When sailing in British waters, I've talked to blokes who sail single-handed and almost to a man, they mention that their wives don't like sailing with them. There seems to be a fair number of such wives, which long ago caused me to wonder why a woman who liked/loved a single handed sailor won't go sailing with him. After buying their home, the boat is probably the biggest financial drain in their lives, and the wives get no joy from the expenditure.

I came to the conclusion that such men are unaware of the fact that inexperienced people can feel distinctly nervious on a yacht when it begins to heel. If the bloke dismisses such a worry expressed by his wife as being trivial and unimportant because he's having a good time working the boat hard, his wife has a problem. Being inexperienced, she may be unsure of what needs to be done to stop the boat heeling, but even if she does know that letting the main sheet out a little will stop the boat heeling, she faces having an arguement.

Few people like arguements, especially when in a situation that they feel they have no control over. So rather than put herself in a position of having to remain silent about her wimpish fears, the wife simply avoids the situation and declines to get on the boat.

One reason my wife was always happy to go sailing with me was that she knew if she felt uncomfortable about the way the boat was behaving, she only had to mention it, knowing that I'd do my best to eliminate the problem. She didn't like the boat to heel too much, and felt free to complain if it did do so by more than about 15 degrees.

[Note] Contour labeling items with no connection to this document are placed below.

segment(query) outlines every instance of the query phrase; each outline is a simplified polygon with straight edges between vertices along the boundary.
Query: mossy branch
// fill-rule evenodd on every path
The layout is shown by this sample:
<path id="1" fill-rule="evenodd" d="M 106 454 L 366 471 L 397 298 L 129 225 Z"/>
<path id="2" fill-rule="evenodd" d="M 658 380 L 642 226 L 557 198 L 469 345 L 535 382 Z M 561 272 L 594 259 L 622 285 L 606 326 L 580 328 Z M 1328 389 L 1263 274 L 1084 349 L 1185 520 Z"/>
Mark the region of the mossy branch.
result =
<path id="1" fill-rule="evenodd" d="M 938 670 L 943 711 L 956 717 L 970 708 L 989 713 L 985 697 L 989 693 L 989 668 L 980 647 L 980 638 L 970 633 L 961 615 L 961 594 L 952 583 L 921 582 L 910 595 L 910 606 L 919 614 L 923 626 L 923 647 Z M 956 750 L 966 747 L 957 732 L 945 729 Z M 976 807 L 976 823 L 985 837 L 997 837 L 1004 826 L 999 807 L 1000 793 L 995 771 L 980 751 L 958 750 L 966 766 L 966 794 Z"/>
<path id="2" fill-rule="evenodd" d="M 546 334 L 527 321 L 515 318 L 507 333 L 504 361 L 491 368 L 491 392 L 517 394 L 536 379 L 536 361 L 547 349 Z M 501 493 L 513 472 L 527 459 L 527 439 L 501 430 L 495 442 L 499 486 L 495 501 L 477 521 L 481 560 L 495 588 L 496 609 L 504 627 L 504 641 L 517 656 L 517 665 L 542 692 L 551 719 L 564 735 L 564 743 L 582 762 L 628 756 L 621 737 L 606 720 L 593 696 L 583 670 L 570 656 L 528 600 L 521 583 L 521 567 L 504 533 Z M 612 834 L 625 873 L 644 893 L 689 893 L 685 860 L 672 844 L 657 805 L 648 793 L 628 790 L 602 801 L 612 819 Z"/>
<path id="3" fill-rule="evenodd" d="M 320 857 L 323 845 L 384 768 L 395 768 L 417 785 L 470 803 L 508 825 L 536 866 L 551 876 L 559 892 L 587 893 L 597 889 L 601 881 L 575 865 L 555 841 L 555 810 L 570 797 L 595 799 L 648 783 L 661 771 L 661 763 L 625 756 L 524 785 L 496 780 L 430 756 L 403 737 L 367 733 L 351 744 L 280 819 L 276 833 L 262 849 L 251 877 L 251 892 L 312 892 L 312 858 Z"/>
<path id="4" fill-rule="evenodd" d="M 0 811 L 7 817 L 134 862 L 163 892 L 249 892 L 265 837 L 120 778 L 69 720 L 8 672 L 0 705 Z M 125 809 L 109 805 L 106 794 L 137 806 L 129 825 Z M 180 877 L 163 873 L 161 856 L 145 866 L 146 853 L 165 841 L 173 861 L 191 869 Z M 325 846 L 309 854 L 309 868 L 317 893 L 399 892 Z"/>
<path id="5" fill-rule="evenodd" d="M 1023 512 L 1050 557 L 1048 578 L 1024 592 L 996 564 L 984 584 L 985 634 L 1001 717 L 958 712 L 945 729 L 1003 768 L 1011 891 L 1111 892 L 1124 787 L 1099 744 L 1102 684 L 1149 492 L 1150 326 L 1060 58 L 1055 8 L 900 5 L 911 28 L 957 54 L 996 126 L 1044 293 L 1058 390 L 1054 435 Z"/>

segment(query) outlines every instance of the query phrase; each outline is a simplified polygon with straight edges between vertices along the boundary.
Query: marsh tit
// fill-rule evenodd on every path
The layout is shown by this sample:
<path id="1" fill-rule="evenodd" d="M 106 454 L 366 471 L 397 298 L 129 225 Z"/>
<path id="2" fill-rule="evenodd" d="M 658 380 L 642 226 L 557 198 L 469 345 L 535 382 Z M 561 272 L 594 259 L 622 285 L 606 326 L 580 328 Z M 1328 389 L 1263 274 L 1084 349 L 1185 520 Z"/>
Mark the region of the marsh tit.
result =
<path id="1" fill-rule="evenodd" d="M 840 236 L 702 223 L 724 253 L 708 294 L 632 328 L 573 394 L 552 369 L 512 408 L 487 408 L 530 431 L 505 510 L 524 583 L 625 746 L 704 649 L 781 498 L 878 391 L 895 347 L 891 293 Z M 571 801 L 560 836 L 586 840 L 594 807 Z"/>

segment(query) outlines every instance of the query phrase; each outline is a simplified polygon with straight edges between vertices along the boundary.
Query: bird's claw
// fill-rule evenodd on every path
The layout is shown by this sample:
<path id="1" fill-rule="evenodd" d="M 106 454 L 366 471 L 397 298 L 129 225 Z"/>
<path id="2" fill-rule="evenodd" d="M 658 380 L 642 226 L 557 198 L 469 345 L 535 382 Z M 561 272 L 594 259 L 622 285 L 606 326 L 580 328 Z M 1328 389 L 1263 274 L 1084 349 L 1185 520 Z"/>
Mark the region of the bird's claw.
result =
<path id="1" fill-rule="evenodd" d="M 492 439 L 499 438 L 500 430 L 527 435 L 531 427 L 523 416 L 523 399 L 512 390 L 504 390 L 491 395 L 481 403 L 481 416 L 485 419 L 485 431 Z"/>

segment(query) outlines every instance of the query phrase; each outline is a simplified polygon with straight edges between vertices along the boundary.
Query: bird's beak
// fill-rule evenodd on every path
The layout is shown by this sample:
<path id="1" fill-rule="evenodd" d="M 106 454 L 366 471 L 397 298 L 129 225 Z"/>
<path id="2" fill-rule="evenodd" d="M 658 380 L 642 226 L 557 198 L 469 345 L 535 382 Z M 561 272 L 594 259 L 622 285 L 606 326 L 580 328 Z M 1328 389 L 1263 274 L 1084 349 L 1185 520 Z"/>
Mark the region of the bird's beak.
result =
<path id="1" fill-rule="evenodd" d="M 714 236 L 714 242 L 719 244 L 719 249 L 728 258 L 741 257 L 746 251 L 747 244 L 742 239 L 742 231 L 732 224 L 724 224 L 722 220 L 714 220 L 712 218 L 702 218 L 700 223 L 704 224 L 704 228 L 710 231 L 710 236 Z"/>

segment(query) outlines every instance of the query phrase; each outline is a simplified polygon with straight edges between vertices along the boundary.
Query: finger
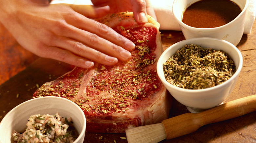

You mention that 'two old buffers' seem to have no problems with sailing together. I suggest that they are comfortable doing so because they have an agreed degree of heel and tolerance for beating into the wind etc. In my case, I knew that it was best to plan on a course that didn't involve too much tacking, where 'too much' was a bit more than one every fifteen minutes or so. Short tacking along a curved channel is tiring for the person working the genoa sheets, and having somebody lean forwards from the steering stick to help her is an unpleasant reminder for a woman that she is not as strong as a man. Using the engine eliminates the topic of equality.

I've claimed elsewhere that I like to think that I'm a good skipper, and as such allow for working the boat in a manner that the weakest crew member feels safe and has an enjoyable passage. If the weather is such that the weakest person won't be entirely happy, then the boat stays in the harbour whilst things of interest on the land are sought out.

Colin.
Its better to be in here, wishing you are out there, than be out there and wishing you were in here.

But it's a good idea to have practised short tacking, against the day you are navigating a narrow channel against the current with an inoperative engine.